Opinion
2019–06700 Index No. 32294/16
02-10-2021
Pillinger Miller Tarallo, Elmsford, N.Y. (Patrice M. Coleman of counsel), for appellant. Thomas K. Moore (Victor J. Natale, Melville, N.Y. [David R. Holland ], of counsel), for respondents.
Pillinger Miller Tarallo, Elmsford, N.Y. (Patrice M. Coleman of counsel), for appellant.
Thomas K. Moore (Victor J. Natale, Melville, N.Y. [David R. Holland ], of counsel), for respondents.

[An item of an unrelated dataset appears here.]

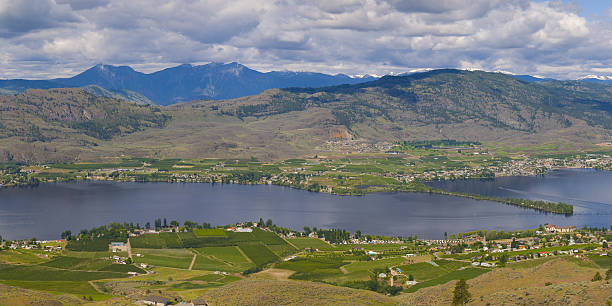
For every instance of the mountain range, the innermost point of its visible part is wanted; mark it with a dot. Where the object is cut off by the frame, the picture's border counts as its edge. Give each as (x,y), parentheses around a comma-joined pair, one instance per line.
(75,124)
(182,83)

MARK C. DILLON, J.P., CHERYL E. CHAMBERS, HECTOR D. LASALLE, ANGELA G. IANNACCI, JJ.
DECISION & ORDER
In an action to recover damages for personal injuries, etc., the plaintiff Evelyn Carrasquillo appeals from an order of the Supreme Court, Rockland County (Robert M. Berliner, J.), dated April 24, 2019. The order, insofar as appealed from, granted that branch of the defendants' motion which was for summary judgment dismissing the complaint insofar as asserted by the plaintiff Evelyn Carrasquillo.
ORDERED that the order is affirmed insofar as appealed from, with costs.
On December 21, 2013, at about 10:00 p.m., the plaintiff Evelyn Carrasquillo (hereinafter the plaintiff) allegedly fell on the exterior grounds of the defendants' premises in Rockland County. The plaintiff, and her husband suing derivatively, commenced this action against the defendants. The defendants moved for summary judgment dismissing the complaint, contending, inter alia, that the plaintiff did not know what had caused her to fall. The Supreme Court, among other things, granted that branch of the defendants' motion which was for summary judgment dismissing the complaint insofar as asserted by the plaintiff. The plaintiff appeals.
In a trip-and-fall case, a defendant may establish its prima facie entitlement to judgment as a matter of law by submitting evidence that the plaintiff cannot identify the cause of his or her fall (see Hoovis v. Grand City 99 Cents Store, Inc., 146 A.D.3d 866, 45 N.Y.S.3d 524 ; Rivera v. J. Nazzaro Partnership, L.P., 122 A.D.3d 826, 827, 995 N.Y.S.2d 747 ). Here, the defendants established their entitlement to judgment as a matter of law by demonstrating, prima facie, that the plaintiff could not identify the cause of her fall without engaging in speculation (see Segal v. Haverstraw Mar. Corp., 176 A.D.3d 887, 888, 107 N.Y.S.3d 893 ; Phillips v. LSS Leasing Ltd. Liab. Co., 176 A.D.3d 750, 751, 107 N.Y.S.3d 716 ; Rivera v. J. Nazzaro Partnership, L.P., 122 A.D.3d at 827, 995 N.Y.S.2d 747 ; Ash v. City of New York, 109 A.D.3d 854, 855–856, 972 N.Y.S.2d 594 ). In opposition, the plaintiff failed to raise a triable issue of fact.
Accordingly, the Supreme Court properly granted that branch of the defendants' motion which was for summary judgment dismissing the complaint insofar as asserted by the plaintiff.
DILLON, J.P., CHAMBERS, LASALLE and IANNACCI, JJ., concur.